Sebenarnya, kemelut soal tradisi seni ini tidak hanya terjadi di Aceh. Hampir di setiap penjuru dunia saat ini sedang berlangsung kemelut yang berhubungan dengan masalah tradisi seni dan kebudayaan. Hal ini merupakan suatu realisasi pertarungan hak dan batil, antara nilai-nilai Islami dan jahili, anntara fitrah kesopanan dan nafsu birahi. Kemelut ini sebenarnya telah berlangsung lama, sejak kelahiran anak Adam as. di muka Bumi dan akan terus berlangsung sampai kiamat. Pertarungan tersebut berlangsung dengan sangat hebat. Arenanya meliputi semua lapangan kehidupan; di rumah, jalan, di tempat hiburan dan sekolah, di bis dan kendaraan umum lainnya, dalam majalah dan surat kabar, dalam ceramah-ceramah dan buku-buku.

Jika kita runut lebih jauh, sebenarnya fenomena pertarungan budaya ini semakin tragis dan parah semenjak dunia Islam terlena dan lelap dalam tidur panjang lebih kurang dua abad. Dan yang paling dahsyat yaitu sejak kejatuhan negeri-negeri Islam ke tangan kaum imperialis Barat.

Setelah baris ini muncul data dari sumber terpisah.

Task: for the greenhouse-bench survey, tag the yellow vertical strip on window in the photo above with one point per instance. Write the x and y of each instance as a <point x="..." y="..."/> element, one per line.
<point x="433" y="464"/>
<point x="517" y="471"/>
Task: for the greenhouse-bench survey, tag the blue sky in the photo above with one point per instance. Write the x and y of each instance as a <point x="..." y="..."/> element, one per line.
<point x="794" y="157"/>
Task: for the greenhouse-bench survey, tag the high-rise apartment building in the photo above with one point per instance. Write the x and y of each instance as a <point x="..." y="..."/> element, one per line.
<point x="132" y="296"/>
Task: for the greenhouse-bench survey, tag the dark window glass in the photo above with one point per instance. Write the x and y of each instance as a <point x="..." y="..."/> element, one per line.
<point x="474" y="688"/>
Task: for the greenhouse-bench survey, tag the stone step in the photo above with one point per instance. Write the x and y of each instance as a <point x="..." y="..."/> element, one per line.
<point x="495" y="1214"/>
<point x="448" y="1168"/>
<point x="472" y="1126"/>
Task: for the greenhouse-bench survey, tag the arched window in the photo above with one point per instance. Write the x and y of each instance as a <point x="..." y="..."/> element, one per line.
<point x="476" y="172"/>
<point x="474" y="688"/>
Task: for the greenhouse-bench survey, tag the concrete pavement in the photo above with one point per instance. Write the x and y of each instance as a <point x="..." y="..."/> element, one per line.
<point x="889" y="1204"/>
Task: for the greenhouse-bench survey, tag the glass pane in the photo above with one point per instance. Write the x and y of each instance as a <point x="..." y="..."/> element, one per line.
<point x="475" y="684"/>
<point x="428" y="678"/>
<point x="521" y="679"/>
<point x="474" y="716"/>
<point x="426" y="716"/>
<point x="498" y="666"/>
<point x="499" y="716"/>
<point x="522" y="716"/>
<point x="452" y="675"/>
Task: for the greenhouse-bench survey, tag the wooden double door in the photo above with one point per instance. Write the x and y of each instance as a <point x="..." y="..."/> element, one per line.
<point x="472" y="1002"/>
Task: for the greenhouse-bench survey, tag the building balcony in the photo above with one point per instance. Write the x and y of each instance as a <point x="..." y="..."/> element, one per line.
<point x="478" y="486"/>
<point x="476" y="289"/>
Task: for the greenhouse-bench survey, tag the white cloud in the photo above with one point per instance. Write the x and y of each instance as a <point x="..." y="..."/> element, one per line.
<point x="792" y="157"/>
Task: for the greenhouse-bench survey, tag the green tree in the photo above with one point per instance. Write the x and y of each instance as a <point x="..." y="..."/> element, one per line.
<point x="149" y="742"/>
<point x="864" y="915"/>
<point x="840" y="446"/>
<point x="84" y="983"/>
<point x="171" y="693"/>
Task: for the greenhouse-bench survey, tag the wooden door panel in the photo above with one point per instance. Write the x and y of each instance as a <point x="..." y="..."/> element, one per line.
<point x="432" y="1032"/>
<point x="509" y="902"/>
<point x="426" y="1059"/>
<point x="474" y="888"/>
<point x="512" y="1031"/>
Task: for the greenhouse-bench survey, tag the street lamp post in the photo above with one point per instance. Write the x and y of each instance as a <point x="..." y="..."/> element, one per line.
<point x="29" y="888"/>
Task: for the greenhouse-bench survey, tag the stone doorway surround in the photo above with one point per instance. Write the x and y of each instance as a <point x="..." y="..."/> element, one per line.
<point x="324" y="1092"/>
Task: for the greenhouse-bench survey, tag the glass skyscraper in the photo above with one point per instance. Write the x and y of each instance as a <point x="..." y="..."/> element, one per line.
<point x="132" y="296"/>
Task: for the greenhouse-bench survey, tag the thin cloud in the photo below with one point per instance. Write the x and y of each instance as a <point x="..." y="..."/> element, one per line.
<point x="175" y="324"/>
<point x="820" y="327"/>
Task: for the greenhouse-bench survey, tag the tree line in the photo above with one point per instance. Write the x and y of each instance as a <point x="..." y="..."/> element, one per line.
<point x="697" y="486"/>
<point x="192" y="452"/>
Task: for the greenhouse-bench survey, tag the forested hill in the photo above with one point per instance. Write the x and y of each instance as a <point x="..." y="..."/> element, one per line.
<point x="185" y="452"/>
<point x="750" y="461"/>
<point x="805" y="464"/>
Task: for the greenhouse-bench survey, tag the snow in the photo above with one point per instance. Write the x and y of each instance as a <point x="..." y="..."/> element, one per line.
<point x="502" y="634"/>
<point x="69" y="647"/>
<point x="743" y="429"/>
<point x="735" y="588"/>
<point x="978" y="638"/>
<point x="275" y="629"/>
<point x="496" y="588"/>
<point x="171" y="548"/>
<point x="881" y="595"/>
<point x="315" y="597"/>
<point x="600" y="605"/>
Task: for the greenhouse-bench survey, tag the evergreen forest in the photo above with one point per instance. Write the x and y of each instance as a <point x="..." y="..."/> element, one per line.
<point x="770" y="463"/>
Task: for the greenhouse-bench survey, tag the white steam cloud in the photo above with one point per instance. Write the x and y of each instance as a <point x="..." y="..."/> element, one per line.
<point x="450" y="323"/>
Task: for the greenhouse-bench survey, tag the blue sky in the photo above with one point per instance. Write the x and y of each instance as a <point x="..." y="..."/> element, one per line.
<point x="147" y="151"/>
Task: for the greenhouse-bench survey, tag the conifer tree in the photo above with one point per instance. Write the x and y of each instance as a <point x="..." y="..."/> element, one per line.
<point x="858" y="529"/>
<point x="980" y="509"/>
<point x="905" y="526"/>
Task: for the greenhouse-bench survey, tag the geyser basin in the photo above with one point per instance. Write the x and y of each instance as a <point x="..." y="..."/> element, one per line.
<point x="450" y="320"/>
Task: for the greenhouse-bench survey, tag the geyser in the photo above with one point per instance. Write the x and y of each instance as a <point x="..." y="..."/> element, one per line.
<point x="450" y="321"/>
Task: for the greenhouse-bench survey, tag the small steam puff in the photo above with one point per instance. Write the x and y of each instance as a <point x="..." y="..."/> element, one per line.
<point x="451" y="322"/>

Hal itu sebagai efek kejumudan (stagnasi) umat dalam bidang mental, spiritual, cita rasa, pemikiran. Kebekuan yang telah mengubah karya dan upaya generasi sebelumnya menjadi monumen mati tanpa ruh dan lebih suka menirukan dan menelan budaya asing, tanpa berdaya membuat terobosan dan gebrakan baru sebagai alternatif dengan mentransformasi nilai-nilai Islam (values of Islam) bagi dinamika perubahan di tengah-tengah kekacauan nilai di zaman seperti ini. Pada gilirannya, umat Islam khususnya generasi mudanya telanjur sulit melepaskan diri dari seni budaya materialistis sekuler Barat, karena telah merasuk ke dalam dirinya. Tidak mengherankan lagi bila mereka tergila-gila dan menggandrungi para seniman Barat, begitu ‘ngefans‘ dan mengidolakan berbagai grup band dan musik serta personilnya, seperti band metal yang urakan dan bersimbolkan iblis dan lambang Yahudi.

Mereka tidak sempat lagi berpikir lebih jauh tentang idola-idola mereka tersebut yang faktanya kehidupan mereka jauh dari nilai-nilai Islam. Mereka telah menjadi lebih lekat di benak kawula muda Islam lengkap dengan ulah dan lika liku hidupnya. Bahkan sudah lebih lekat daripada nama-nama para Nabi dan Rasul, para pemikir dan ulama Islam serta budayawan dan seniman muslim masa kini dan yang lampau. Mereka lebih hafal dan fasih dengan lagu-lagu dan film-film ‘asing’ yang urakan ketimbang membaca surat Al-Fatihah.

Perspektif moral Islam
Dalam perspektif Islam, seni adalah sebuah refleksi dan ekspresi dari berbagai cita rasa, gagasan, dan ide sebagai media komunikasi yang bergaya estetis untuk menggugah citarasa indrawi dan kesadaran manusiawi dalam memahami secara benar berbagai fenomena, panorama, dan aksioma yang menyangkut dimensi alam, kehidupan, manusia dan keesaan/keagungan rabbani berdasarkan konsepsi ilahi dan nilai-nilai fitri yang tertuang dan tersajikan dalam bentuk suara/ucapan, lukisan/tulisan, gerak dan berbagai implementasi dan apresiasi lainnya. Seni realitanya sebagai suatu media komunikasi, interpretasi, sekaligus kreasi.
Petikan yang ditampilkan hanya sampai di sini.